Le Commencement du XIXe siècle (tr. Nerval)

Traduction par Gérard de Nerval.
Garnier frères (p. 361-362).


LE COMMENCEMENT DU XIXe SIÈCLE


À ***

Ô mon noble ami ! où se réfugieront désormais la paix et la liberté ? Un siècle vient de s’éteindre au sein d’une tempête, un siècle nouveau s’annonce par la guerre.

Tous liens sont rompus entre les nations, et toutes les vieilles institutions s’écroulent… Le vaste Océan n’arrête point les fureurs de la guerre ; le dieu du Nil et le vieux Rhin ne peuvent rien contre elles.

Deux puissantes nations combattent pour l’empire du monde ; et, pour anéantir les libertés des peuples, le trident et la foudre s’agitent dans leurs mains.

Chaque contrée leur doit de l’or : et comme Brennus, aux temps barbares, le Français jette son glaive d’airain dans la balance de la justice.

L’Anglais, tel que le polype aux cent bras, couvre la mer de ses flottes avides, et veut fermer, comme sa propre demeure, le royaume libre d’Amphitrite.

Les étoiles du sud, encore inaperçues, s’offrent à sa course infatigable ; il découvre les îles, les côtes les plus lointaines… mais le bonheur, jamais !

Hélas ! en vain chercherais-tu sur toute la surface de la terre un pays où la liberté fleurisse éternelle, où l’espèce humaine brille encore de tout l’éclat de la jeunesse.

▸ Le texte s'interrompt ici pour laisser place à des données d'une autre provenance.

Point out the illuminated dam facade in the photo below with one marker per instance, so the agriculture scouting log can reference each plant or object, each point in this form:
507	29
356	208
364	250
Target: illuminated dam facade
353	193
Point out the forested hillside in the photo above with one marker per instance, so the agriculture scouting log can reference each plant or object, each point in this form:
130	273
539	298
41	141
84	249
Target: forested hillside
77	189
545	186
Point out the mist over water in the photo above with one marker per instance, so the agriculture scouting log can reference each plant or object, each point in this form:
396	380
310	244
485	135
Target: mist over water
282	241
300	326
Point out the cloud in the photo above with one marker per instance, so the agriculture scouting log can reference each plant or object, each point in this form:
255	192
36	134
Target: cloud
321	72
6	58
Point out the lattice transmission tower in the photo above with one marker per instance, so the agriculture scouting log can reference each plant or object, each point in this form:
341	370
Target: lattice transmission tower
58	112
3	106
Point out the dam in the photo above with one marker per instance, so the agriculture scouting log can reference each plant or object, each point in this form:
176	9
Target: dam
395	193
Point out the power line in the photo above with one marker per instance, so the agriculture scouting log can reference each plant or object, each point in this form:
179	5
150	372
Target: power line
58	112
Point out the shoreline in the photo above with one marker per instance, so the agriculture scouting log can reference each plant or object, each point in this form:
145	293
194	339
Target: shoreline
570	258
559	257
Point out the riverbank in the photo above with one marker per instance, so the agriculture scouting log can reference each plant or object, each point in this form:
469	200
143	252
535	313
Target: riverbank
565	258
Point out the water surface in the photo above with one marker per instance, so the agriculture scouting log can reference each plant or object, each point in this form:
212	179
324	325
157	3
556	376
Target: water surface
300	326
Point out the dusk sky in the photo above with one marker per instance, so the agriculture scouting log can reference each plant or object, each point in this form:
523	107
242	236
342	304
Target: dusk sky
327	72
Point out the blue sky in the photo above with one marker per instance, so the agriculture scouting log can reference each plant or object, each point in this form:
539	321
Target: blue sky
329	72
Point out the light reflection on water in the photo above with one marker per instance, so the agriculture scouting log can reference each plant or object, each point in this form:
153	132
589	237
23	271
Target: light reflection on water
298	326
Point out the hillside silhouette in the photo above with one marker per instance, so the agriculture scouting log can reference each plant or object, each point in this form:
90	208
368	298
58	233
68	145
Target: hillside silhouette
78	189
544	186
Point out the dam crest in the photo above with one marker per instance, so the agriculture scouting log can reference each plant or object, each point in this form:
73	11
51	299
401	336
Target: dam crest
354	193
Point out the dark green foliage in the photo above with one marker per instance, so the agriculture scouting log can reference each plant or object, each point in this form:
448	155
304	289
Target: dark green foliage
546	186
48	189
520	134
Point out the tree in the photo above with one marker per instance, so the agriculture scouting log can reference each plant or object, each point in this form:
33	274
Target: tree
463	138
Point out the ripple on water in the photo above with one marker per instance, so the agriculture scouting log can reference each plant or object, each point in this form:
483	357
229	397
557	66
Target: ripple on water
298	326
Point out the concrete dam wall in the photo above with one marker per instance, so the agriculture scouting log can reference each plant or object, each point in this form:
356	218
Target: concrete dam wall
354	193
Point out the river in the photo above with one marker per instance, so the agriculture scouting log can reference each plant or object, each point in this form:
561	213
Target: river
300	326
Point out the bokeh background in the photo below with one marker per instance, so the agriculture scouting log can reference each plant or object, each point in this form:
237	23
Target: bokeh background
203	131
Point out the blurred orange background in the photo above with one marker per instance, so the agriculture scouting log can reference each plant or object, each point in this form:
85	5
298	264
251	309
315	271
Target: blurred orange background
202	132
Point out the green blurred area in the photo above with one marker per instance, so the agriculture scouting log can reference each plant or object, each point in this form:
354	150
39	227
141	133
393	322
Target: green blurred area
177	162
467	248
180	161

Un monde sans fin s’ouvre à toi ; ton vaisseau peut à peine en mesurer l’espace ; et, dans toute cette étendue il n’y a point de place pour dix hommes heureux !

Il faut fuir le tumulte de la vie, et te recueillir dans ton cœur… La liberté n’habite plus que le pays des chimères ; le beau n’existe plus que dans la poésie.